Abstract
We describe the use of a DNA display system for in vitro selection of peptide ligands from a large library of peptides displayed on their encoding DNAs. The method permits completely in vitro construction of a DNA-tagged peptide library by using a wheat germ in vitro transcription/translation system compartmentalized in water-in-oil emulsions. Starting with a library of 109–1010 random decapeptides, 21 different peptide ligands were isolated for monoclonal antibody anti-FLAG M2. DNA display selected more diverse peptides with a DYKXXD consensus motif than previously reported phage display systems. Binding and recovery rates of three peptides were significantly higher than those of the original FLAG peptide, implying that these peptides would be superior to the FLAG peptide for purification of tagged proteins.
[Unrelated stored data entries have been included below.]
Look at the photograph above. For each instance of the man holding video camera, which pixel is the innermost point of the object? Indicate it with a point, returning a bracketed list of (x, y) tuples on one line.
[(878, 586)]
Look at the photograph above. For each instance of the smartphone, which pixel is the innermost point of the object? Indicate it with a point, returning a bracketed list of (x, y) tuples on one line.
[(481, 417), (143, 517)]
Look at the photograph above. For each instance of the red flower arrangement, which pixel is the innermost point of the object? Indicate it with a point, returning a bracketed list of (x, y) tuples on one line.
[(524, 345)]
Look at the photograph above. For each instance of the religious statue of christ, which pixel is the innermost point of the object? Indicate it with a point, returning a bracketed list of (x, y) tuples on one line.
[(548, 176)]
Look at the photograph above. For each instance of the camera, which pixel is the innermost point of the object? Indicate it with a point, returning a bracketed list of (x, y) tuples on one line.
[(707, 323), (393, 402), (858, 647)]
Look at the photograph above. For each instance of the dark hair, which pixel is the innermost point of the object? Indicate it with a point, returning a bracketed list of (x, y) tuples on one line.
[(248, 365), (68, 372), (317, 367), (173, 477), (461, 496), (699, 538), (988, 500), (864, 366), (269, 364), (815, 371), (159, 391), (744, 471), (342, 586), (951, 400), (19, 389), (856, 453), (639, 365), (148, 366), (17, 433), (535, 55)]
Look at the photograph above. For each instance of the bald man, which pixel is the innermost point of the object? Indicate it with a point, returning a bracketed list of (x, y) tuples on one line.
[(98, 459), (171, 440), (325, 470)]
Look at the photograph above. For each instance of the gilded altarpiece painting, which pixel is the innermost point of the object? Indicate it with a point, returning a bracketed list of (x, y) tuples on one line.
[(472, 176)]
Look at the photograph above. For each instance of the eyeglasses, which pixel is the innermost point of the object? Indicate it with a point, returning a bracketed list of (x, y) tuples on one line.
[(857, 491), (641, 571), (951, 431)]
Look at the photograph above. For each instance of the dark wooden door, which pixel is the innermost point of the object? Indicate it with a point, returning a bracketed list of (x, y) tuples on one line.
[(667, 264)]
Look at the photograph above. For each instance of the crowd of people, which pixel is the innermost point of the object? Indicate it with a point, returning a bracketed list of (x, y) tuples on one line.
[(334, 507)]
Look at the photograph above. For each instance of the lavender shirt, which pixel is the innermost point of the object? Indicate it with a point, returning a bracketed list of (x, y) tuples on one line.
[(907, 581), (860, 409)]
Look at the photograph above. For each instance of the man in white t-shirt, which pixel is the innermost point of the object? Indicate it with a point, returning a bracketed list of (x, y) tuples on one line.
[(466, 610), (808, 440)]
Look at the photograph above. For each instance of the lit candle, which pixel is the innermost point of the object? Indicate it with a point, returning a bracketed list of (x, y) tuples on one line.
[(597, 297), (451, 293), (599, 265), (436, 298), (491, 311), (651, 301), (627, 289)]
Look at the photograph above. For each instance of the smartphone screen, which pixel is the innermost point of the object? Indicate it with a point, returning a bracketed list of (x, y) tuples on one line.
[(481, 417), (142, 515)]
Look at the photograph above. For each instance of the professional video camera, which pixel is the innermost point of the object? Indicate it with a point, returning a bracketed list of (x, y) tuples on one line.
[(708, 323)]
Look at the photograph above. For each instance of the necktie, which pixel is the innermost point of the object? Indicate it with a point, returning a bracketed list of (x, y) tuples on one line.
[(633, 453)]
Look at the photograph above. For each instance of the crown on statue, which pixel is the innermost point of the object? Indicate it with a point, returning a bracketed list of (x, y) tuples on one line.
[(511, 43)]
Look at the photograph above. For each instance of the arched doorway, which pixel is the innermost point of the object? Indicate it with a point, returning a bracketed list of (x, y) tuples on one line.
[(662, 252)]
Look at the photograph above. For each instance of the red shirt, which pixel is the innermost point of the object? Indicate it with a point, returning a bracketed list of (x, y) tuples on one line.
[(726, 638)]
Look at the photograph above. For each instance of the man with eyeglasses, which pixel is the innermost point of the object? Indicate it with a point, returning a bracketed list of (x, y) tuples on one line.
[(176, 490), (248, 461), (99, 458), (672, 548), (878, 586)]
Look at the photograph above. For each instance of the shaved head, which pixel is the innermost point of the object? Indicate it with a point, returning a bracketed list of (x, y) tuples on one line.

The simplicity of DNA display enables two selection rounds per day to be conducted. Further, DNA display can overcome the limitations of previous display technologies by avoiding the use of bacterial cells and RNA tags. Thus, DNA display is expected to be useful for rapid screening of a wide variety of peptide ligands for corresponding receptors.
INTRODUCTION
In vitro selection and directed evolution of proteins can be achieved by linking phenotype (polypeptides) and genotype (nucleic acids) (1–3). For example, phage display allows physical association of the peptide phenotype displayed on the surface of phage particles with the encapsulated DNA genotype (4). However, the diversity and complexity of the phage libraries are limited by the cell transformation step. Ribosome display (5–7) and mRNA display (8,9) permit totally in vitro construction of larger libraries by linking mRNA with its nascent polypeptide. RNA is less stable than DNA, however. RNA can be replaced by cDNA in mRNA display systems (10,11), but screening of peptides or proteins from large libraries in such systems has not been reported. Thus, a completely in vitro system which links peptides to their corresponding DNAs offers several advantages over current methods in evolutionary biotechnology.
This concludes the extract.